GLCLInteroperabilityDemo and float4

classic Classic list List threaded Threaded
5 messages Options
Reply | Threaded
Open this post in threaded view
|

GLCLInteroperabilityDemo and float4

paolofuse
Hi all,
I'm running correctly GLCLInteroperabilityDemo. But I want to understand why it's using a float4 vertex and not a float3 vertex.
Why I cannot use this kernel:

kernel void sineWave(global float3 * vertex, int size, float time) {

    unsigned int x = get_global_id(0);
    unsigned int y = get_global_id(1);

    // calculate uv coordinates
    float u = x / (float) size;
    float v = y / (float) size;

    u = u*2.0f - 1.0f;
    v = v*2.0f - 1.0f;

    // calculate simple sine wave pattern
    float freq = 4.0f;
    float w = sin(u*freq + time) * cos(v*freq + time) * 0.5f;

    // write output vertex
    vertex[y*size + x] = (float3)(u*10.0f, w*10.0f, v*10.0f);
}

and in display method:

gl.glBindBuffer(GL2.GL_ARRAY_BUFFER, glObjects[VERTICES]);
gl.glVertexPointer(3, GL2.GL_FLOAT, 0, 0);
gl.glColor3f(1, 1, 1);
gl.glEnableClientState(GL2.GL_VERTEX_ARRAY);
gl.glDrawArrays(GL2.GL_POINTS, 0, MESH_SIZE * MESH_SIZE);
gl.glDisableClientState(GL2.GL_VERTEX_ARRAY);
gl.glBindBuffer(GL2.GL_ARRAY_BUFFER, 0);

This doesn't work. There's an explanation?
Thanks
Reply | Threaded
Open this post in threaded view
|

Re: GLCLInteroperabilityDemo and float4

elect
Only a little hint, if you need gpgpu with opengl you may also take in account compute shaders, they have several advantages over opencl
Reply | Threaded
Open this post in threaded view
|

Re: GLCLInteroperabilityDemo and float4

Wade Walker
Administrator
In reply to this post by paolofuse
It could be that if you're not using 4-component vertices, then when they're multiplied by the transform matrix, they don't pick up the translation, so the object may be getting drawn behind the camera.
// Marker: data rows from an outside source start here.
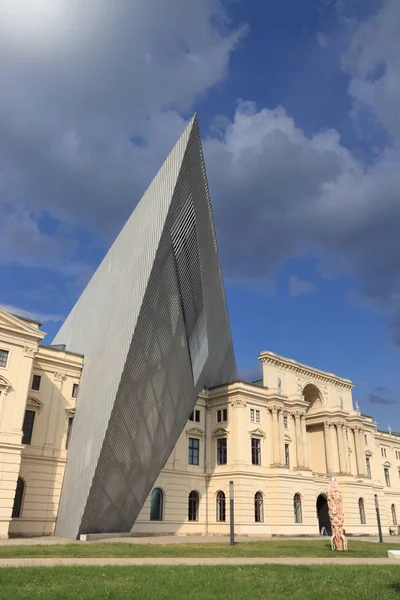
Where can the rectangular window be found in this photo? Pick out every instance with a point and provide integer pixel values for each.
(3, 358)
(222, 447)
(287, 455)
(387, 477)
(27, 426)
(222, 415)
(194, 451)
(69, 430)
(195, 416)
(36, 382)
(255, 451)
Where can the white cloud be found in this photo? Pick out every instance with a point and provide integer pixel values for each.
(298, 287)
(28, 314)
(323, 40)
(280, 194)
(79, 81)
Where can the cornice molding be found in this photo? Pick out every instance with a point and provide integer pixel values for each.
(305, 371)
(195, 431)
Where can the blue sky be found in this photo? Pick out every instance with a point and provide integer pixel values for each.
(298, 108)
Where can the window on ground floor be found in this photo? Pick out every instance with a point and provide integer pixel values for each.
(19, 496)
(258, 507)
(193, 508)
(298, 517)
(221, 506)
(394, 516)
(361, 510)
(156, 505)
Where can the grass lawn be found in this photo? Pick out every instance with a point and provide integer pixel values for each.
(192, 583)
(268, 548)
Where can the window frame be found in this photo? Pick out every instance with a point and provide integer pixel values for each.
(8, 353)
(36, 377)
(17, 508)
(193, 502)
(160, 513)
(24, 431)
(258, 507)
(361, 511)
(224, 451)
(221, 507)
(387, 476)
(287, 455)
(192, 451)
(394, 514)
(255, 446)
(297, 508)
(368, 466)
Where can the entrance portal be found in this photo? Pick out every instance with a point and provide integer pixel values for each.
(324, 521)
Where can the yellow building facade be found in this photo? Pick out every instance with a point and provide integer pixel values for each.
(38, 388)
(279, 440)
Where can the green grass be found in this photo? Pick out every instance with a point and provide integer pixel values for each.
(194, 583)
(275, 548)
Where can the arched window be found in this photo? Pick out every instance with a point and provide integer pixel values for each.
(221, 506)
(394, 516)
(258, 508)
(19, 494)
(157, 505)
(362, 511)
(193, 509)
(298, 517)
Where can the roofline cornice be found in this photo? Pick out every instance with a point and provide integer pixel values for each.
(304, 370)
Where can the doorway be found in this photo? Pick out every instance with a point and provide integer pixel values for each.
(324, 521)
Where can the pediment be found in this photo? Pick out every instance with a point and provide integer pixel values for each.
(220, 431)
(258, 432)
(35, 403)
(4, 384)
(195, 431)
(18, 325)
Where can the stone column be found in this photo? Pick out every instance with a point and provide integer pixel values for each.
(305, 443)
(345, 448)
(334, 460)
(360, 435)
(299, 441)
(341, 448)
(275, 434)
(55, 406)
(359, 458)
(328, 455)
(281, 438)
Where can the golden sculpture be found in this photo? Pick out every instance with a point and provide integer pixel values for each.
(335, 507)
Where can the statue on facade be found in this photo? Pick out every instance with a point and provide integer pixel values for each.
(335, 507)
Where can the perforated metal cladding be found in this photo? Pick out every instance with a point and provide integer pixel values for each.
(180, 343)
(187, 257)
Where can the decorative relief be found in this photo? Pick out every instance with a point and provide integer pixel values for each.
(238, 402)
(59, 376)
(30, 352)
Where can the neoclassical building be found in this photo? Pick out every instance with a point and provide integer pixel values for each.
(38, 388)
(279, 440)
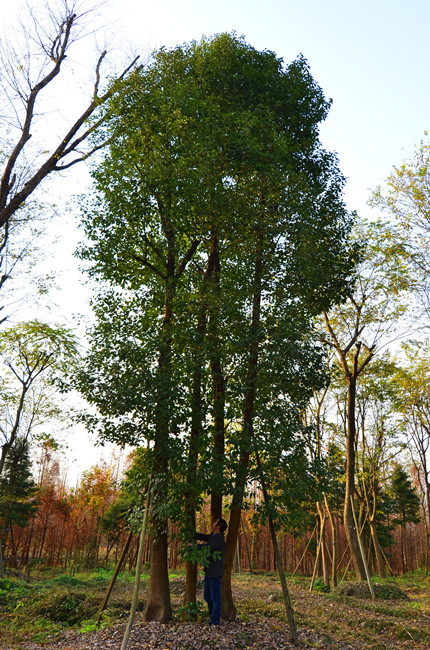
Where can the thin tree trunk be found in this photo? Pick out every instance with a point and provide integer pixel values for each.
(138, 572)
(350, 529)
(228, 608)
(280, 567)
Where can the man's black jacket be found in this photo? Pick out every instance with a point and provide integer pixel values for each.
(216, 543)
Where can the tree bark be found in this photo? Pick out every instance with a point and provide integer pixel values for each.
(350, 531)
(228, 608)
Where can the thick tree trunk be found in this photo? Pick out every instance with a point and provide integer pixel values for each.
(380, 562)
(158, 605)
(350, 531)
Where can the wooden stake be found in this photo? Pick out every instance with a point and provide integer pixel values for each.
(138, 572)
(363, 552)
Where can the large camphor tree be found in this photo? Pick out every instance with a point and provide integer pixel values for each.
(218, 231)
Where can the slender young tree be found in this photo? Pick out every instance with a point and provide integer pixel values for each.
(356, 330)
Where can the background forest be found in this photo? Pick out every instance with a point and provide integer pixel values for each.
(258, 350)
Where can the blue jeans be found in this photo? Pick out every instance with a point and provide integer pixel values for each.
(212, 595)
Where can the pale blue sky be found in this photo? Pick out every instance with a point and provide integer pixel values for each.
(371, 57)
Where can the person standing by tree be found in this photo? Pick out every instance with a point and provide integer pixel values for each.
(214, 568)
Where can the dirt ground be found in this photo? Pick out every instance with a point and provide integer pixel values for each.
(342, 620)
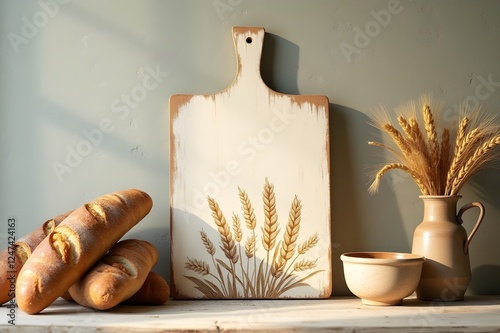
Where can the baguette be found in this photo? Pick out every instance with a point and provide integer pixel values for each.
(13, 258)
(154, 291)
(75, 245)
(117, 276)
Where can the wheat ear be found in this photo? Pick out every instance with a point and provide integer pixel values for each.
(290, 237)
(270, 230)
(476, 161)
(238, 234)
(374, 186)
(228, 245)
(246, 207)
(209, 246)
(308, 244)
(197, 266)
(444, 159)
(304, 265)
(250, 246)
(430, 129)
(398, 139)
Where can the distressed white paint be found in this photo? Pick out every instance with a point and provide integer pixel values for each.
(238, 138)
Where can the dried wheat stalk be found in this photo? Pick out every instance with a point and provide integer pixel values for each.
(437, 167)
(238, 234)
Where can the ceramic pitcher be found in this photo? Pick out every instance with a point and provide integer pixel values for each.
(442, 239)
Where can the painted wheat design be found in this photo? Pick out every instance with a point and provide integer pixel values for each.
(240, 275)
(436, 166)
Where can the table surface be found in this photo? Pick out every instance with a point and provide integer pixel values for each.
(474, 314)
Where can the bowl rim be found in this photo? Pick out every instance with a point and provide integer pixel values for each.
(381, 257)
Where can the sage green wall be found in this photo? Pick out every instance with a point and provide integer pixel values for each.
(74, 72)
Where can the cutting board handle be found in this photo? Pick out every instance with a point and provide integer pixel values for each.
(248, 42)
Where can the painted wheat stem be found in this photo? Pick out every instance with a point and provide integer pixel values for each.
(250, 246)
(238, 234)
(228, 245)
(304, 265)
(246, 207)
(209, 246)
(270, 230)
(290, 236)
(197, 266)
(308, 244)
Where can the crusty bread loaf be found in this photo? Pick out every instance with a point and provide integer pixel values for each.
(117, 276)
(75, 245)
(13, 258)
(154, 291)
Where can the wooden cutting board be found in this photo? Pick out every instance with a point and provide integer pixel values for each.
(250, 188)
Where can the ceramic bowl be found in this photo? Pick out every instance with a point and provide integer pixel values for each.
(382, 278)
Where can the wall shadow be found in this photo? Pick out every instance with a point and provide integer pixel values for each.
(356, 215)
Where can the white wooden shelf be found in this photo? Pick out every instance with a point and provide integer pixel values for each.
(475, 314)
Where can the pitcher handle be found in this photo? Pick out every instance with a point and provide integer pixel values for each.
(479, 220)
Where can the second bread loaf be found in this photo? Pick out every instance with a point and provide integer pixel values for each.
(75, 245)
(117, 276)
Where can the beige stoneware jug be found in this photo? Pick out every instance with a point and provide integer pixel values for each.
(444, 243)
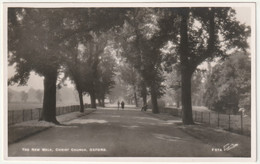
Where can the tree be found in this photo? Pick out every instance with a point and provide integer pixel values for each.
(130, 76)
(106, 73)
(141, 43)
(36, 38)
(24, 96)
(39, 95)
(229, 85)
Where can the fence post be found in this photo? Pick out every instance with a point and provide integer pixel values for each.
(13, 117)
(228, 121)
(209, 118)
(31, 115)
(218, 119)
(23, 115)
(241, 122)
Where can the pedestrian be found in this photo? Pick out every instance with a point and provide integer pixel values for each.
(118, 105)
(122, 104)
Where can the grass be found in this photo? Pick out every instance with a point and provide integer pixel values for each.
(33, 105)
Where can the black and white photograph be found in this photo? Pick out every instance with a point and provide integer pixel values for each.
(129, 81)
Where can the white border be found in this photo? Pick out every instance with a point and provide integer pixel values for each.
(130, 4)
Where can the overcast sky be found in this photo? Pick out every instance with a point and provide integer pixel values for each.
(36, 82)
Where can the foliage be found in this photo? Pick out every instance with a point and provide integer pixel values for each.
(229, 85)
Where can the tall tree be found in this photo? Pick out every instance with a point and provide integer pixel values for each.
(142, 45)
(39, 95)
(33, 44)
(229, 85)
(37, 36)
(202, 34)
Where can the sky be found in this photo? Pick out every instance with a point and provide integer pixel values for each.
(36, 82)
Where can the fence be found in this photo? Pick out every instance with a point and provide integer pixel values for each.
(236, 123)
(17, 116)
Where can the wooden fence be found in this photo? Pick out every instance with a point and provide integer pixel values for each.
(236, 123)
(17, 116)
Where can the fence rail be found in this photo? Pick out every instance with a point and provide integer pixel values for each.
(17, 116)
(236, 123)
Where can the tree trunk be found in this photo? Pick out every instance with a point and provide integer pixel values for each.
(144, 94)
(186, 72)
(93, 100)
(144, 100)
(186, 98)
(178, 103)
(81, 101)
(154, 100)
(99, 102)
(49, 98)
(135, 98)
(103, 102)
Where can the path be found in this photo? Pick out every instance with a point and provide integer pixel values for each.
(111, 133)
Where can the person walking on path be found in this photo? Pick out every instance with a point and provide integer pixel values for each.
(118, 105)
(122, 105)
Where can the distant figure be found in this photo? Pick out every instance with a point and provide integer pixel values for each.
(144, 108)
(118, 105)
(122, 104)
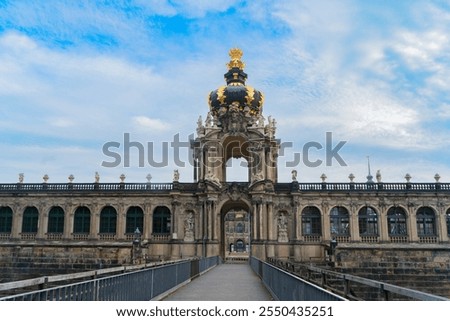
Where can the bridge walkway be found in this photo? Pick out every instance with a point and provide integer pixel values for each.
(225, 282)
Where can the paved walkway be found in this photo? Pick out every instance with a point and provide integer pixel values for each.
(226, 282)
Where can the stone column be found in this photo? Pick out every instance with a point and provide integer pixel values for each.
(121, 221)
(42, 222)
(383, 224)
(270, 221)
(174, 222)
(412, 224)
(441, 224)
(326, 222)
(295, 220)
(354, 224)
(17, 221)
(95, 221)
(68, 221)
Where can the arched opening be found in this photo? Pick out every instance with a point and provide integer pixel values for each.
(236, 170)
(108, 220)
(311, 222)
(397, 221)
(161, 221)
(339, 221)
(5, 219)
(236, 155)
(426, 221)
(30, 220)
(135, 219)
(235, 234)
(368, 221)
(55, 220)
(82, 220)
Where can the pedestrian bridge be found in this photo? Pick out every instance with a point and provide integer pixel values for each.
(199, 279)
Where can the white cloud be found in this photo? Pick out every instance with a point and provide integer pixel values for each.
(151, 125)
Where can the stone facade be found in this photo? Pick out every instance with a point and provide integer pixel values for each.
(119, 223)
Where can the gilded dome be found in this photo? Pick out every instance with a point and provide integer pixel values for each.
(236, 91)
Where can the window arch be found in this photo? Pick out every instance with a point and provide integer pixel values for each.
(30, 220)
(108, 220)
(239, 228)
(339, 221)
(448, 222)
(397, 221)
(135, 219)
(5, 219)
(161, 220)
(368, 221)
(426, 221)
(82, 220)
(55, 220)
(311, 221)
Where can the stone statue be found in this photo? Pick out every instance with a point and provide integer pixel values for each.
(282, 228)
(378, 176)
(208, 120)
(189, 228)
(294, 175)
(176, 175)
(211, 177)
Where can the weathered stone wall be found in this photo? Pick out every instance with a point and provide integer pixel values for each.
(19, 262)
(424, 268)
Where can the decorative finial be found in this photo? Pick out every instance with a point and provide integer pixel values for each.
(294, 175)
(176, 175)
(378, 176)
(408, 177)
(235, 62)
(369, 176)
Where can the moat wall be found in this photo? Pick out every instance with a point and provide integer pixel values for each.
(420, 267)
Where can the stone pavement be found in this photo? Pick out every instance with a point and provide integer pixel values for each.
(225, 282)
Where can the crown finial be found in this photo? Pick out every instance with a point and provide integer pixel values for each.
(235, 62)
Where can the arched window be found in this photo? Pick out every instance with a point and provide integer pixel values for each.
(108, 220)
(368, 221)
(426, 221)
(135, 219)
(30, 220)
(55, 220)
(239, 228)
(5, 219)
(311, 221)
(82, 220)
(161, 220)
(397, 221)
(339, 221)
(448, 222)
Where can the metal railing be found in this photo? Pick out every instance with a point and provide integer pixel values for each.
(346, 284)
(137, 285)
(287, 287)
(192, 187)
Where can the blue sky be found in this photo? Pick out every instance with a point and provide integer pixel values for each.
(75, 75)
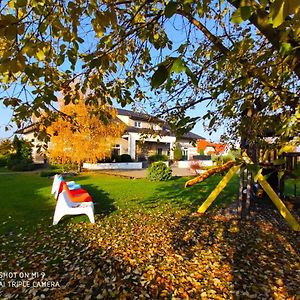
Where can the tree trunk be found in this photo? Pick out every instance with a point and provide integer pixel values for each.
(210, 172)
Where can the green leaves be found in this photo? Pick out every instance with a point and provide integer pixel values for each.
(280, 9)
(170, 9)
(159, 76)
(243, 13)
(171, 65)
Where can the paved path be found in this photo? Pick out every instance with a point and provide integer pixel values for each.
(143, 172)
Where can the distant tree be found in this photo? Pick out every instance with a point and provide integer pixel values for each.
(22, 150)
(6, 147)
(85, 138)
(177, 153)
(240, 56)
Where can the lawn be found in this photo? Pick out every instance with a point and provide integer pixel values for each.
(26, 199)
(146, 244)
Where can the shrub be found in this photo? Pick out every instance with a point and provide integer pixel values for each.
(195, 166)
(49, 173)
(177, 154)
(157, 157)
(125, 158)
(220, 160)
(158, 171)
(16, 164)
(3, 160)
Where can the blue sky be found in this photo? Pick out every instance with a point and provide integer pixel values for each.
(5, 113)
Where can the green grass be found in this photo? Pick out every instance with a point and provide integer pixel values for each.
(26, 201)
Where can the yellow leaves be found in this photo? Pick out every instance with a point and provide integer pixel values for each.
(86, 138)
(280, 9)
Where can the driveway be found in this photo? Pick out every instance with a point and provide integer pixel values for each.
(142, 173)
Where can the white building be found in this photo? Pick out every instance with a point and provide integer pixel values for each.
(144, 136)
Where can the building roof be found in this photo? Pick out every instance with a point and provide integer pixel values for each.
(188, 135)
(135, 116)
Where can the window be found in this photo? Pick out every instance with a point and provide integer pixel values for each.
(185, 153)
(116, 150)
(137, 124)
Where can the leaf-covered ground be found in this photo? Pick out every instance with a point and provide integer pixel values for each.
(164, 253)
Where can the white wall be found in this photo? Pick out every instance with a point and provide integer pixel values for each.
(114, 166)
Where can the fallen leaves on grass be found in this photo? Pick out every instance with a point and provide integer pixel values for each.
(160, 254)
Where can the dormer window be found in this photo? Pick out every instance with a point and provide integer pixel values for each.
(137, 124)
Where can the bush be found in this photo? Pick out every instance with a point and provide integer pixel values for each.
(125, 158)
(195, 166)
(177, 154)
(3, 160)
(220, 160)
(16, 164)
(157, 157)
(49, 173)
(158, 171)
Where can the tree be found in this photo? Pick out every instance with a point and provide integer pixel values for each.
(85, 138)
(177, 153)
(110, 49)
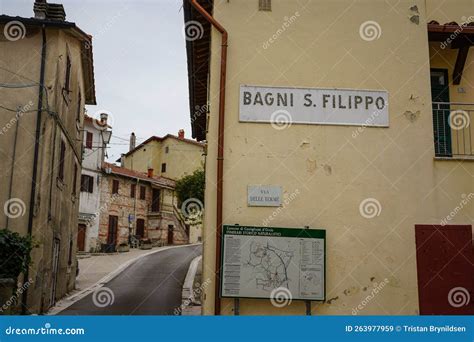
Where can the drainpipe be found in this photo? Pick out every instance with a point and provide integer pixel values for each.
(35, 158)
(220, 146)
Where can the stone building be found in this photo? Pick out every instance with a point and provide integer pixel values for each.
(170, 156)
(46, 79)
(358, 117)
(97, 134)
(137, 206)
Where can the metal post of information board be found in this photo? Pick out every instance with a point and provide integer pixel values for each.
(236, 300)
(307, 302)
(236, 306)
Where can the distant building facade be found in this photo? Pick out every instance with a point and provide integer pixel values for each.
(95, 138)
(170, 156)
(138, 206)
(47, 78)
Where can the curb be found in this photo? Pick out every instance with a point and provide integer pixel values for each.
(68, 301)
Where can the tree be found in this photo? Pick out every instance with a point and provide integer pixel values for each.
(191, 187)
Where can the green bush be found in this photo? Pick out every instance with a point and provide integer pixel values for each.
(15, 253)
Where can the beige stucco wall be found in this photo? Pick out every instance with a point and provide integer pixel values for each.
(122, 205)
(56, 209)
(333, 168)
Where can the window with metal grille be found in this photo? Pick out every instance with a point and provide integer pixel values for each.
(115, 185)
(264, 5)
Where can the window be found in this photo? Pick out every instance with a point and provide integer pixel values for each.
(68, 74)
(74, 180)
(87, 183)
(89, 139)
(264, 5)
(140, 231)
(62, 155)
(155, 200)
(69, 259)
(79, 108)
(115, 185)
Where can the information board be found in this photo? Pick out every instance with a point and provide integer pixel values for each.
(256, 261)
(314, 106)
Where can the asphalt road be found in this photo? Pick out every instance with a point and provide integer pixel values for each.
(150, 286)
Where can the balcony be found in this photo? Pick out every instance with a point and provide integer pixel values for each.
(453, 132)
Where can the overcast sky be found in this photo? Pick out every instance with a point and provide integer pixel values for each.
(139, 62)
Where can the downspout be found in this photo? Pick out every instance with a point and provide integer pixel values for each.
(220, 147)
(35, 159)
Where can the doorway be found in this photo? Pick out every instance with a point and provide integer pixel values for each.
(140, 228)
(441, 111)
(170, 234)
(81, 237)
(445, 268)
(155, 201)
(54, 270)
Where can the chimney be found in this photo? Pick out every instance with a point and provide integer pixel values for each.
(43, 10)
(103, 118)
(133, 141)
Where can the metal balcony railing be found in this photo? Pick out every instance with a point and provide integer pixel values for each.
(452, 128)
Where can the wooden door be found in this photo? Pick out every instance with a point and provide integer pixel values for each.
(140, 228)
(441, 111)
(445, 268)
(155, 200)
(170, 234)
(81, 237)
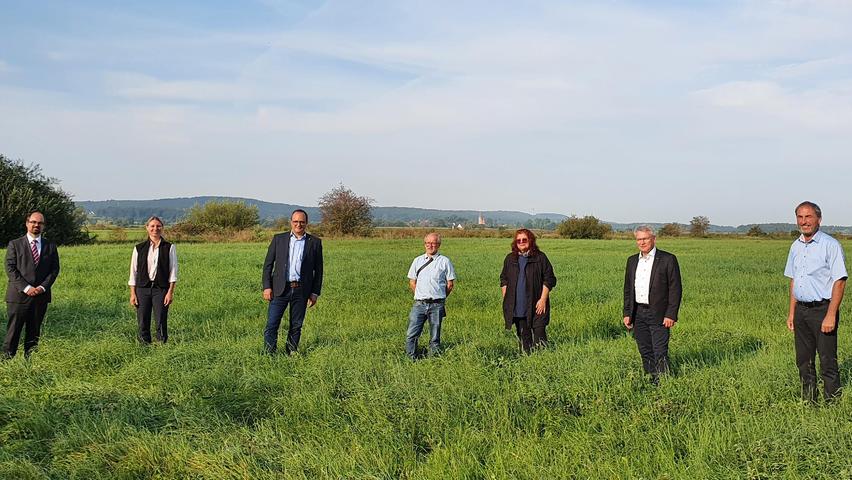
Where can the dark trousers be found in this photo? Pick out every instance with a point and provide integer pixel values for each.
(27, 315)
(151, 301)
(530, 334)
(652, 338)
(298, 303)
(807, 325)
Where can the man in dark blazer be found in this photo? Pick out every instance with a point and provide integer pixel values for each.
(652, 292)
(32, 264)
(292, 276)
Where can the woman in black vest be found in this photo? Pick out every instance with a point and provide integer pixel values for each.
(526, 280)
(153, 274)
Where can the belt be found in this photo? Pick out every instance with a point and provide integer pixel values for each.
(816, 303)
(430, 300)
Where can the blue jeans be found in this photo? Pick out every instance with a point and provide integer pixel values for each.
(298, 303)
(420, 312)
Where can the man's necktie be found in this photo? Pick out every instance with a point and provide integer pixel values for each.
(36, 257)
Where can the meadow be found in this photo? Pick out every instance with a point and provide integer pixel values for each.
(92, 403)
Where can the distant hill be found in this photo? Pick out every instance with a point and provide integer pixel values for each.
(174, 209)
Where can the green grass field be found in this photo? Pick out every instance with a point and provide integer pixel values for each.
(94, 404)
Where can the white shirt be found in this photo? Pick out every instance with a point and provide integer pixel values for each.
(297, 252)
(30, 240)
(153, 260)
(642, 282)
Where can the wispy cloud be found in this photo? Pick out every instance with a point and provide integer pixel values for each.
(336, 91)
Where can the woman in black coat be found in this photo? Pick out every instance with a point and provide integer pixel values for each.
(526, 280)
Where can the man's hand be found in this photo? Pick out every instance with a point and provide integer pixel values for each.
(540, 306)
(828, 324)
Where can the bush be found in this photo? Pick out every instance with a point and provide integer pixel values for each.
(219, 216)
(670, 230)
(756, 231)
(24, 189)
(699, 226)
(585, 227)
(344, 213)
(118, 234)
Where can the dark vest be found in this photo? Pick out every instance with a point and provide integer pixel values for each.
(162, 278)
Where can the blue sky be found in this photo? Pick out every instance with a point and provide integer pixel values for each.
(630, 111)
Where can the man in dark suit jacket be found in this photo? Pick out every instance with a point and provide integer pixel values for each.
(292, 276)
(32, 264)
(652, 292)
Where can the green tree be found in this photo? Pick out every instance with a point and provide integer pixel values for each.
(24, 189)
(699, 226)
(345, 213)
(223, 215)
(670, 230)
(585, 227)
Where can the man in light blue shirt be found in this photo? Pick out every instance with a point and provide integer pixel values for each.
(817, 274)
(431, 278)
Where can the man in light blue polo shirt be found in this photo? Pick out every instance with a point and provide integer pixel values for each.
(431, 278)
(817, 273)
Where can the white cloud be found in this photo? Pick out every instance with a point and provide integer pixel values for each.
(6, 68)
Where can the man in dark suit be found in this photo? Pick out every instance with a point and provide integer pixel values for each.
(32, 264)
(652, 292)
(292, 276)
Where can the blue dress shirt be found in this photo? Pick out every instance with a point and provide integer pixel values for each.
(297, 249)
(432, 281)
(814, 266)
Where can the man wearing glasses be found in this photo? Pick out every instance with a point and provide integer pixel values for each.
(652, 293)
(431, 278)
(32, 264)
(292, 276)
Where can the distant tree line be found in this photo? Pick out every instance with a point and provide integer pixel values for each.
(24, 189)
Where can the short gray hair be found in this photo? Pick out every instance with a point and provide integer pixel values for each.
(154, 217)
(644, 228)
(813, 205)
(433, 234)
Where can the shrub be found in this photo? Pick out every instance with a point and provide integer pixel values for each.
(345, 213)
(215, 216)
(24, 189)
(699, 226)
(670, 230)
(585, 227)
(756, 231)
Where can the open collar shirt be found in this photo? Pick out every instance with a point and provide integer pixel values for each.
(432, 281)
(297, 251)
(814, 266)
(153, 262)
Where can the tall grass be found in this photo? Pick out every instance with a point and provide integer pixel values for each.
(94, 404)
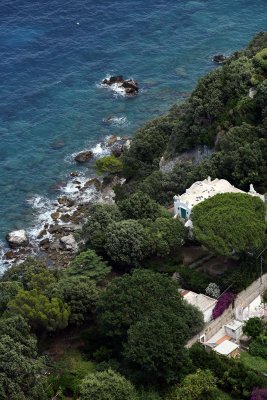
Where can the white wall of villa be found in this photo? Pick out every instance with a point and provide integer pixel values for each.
(203, 190)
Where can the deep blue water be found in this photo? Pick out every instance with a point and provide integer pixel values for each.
(53, 54)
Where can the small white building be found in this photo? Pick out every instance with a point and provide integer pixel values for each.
(203, 190)
(204, 303)
(227, 348)
(234, 329)
(226, 340)
(254, 309)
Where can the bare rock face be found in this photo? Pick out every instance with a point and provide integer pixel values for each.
(17, 239)
(68, 243)
(220, 58)
(84, 156)
(129, 85)
(113, 79)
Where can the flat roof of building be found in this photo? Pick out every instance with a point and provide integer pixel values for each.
(199, 300)
(234, 325)
(226, 347)
(202, 190)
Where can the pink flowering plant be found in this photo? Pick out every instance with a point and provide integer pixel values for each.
(259, 394)
(223, 303)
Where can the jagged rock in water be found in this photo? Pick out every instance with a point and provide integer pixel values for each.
(220, 58)
(17, 239)
(129, 85)
(68, 243)
(84, 156)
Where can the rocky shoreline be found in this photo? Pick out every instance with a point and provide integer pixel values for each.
(56, 241)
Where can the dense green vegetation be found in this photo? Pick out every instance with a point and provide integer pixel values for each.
(230, 224)
(115, 310)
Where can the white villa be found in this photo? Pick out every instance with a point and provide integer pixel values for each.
(204, 303)
(203, 190)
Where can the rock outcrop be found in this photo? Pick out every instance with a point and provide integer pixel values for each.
(69, 243)
(84, 156)
(129, 85)
(118, 145)
(17, 239)
(220, 58)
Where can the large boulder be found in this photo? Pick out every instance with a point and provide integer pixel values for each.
(68, 243)
(113, 79)
(84, 156)
(120, 145)
(219, 58)
(17, 239)
(129, 85)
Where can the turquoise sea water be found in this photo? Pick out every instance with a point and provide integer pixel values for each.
(53, 55)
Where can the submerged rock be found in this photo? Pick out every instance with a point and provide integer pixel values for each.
(9, 255)
(220, 58)
(44, 244)
(93, 182)
(113, 79)
(55, 215)
(119, 144)
(69, 243)
(17, 239)
(84, 156)
(66, 201)
(129, 85)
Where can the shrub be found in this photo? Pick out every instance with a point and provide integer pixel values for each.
(213, 290)
(223, 303)
(109, 164)
(258, 347)
(259, 394)
(260, 59)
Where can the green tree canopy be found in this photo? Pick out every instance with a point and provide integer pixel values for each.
(253, 327)
(197, 386)
(106, 385)
(127, 242)
(21, 371)
(90, 265)
(166, 235)
(230, 224)
(139, 206)
(40, 311)
(79, 293)
(42, 280)
(109, 164)
(155, 346)
(99, 217)
(24, 272)
(129, 298)
(8, 290)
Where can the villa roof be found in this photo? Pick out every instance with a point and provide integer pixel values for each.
(202, 190)
(199, 300)
(226, 347)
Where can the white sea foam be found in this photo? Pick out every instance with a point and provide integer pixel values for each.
(42, 207)
(116, 88)
(116, 120)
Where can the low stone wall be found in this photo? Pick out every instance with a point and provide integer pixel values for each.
(243, 299)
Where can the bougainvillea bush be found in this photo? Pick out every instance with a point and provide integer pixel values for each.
(223, 303)
(259, 394)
You'd see an empty screen in that case :)
Reply | Threaded
Open this post in threaded view
|

Re: GLCLInteroperabilityDemo and float4

paolofuse
The problem was that float3 (and other type3 types) behave as float4 (and other type4 types) for the purposes of size and alignment, as mentioned here:

http://stackoverflow.com/a/16647333

So if I use float3 I have to specify the w component of the vector, like it was a 4 components vector.
Reply | Threaded
Open this post in threaded view
|

Re: GLCLInteroperabilityDemo and float4

Wade Walker
Administrator
Aha, nice find! I wasn't aware that OpenCL float3 are aligned like float4. Presumably it's to avoid split loads, where one float3 spans two cache lines (thereby taking two cycles in the load/store unit). Since cache lines are usually 64B, there's really no point using anything that isn't an integral divisor of 64 -- you're theoretically saving bandwidth, but the extra split transactions (and possibly the unaligned accesses) will kill the benefit. It might still be worth saving large data structures in this format, then converting to float4 in memory, though :)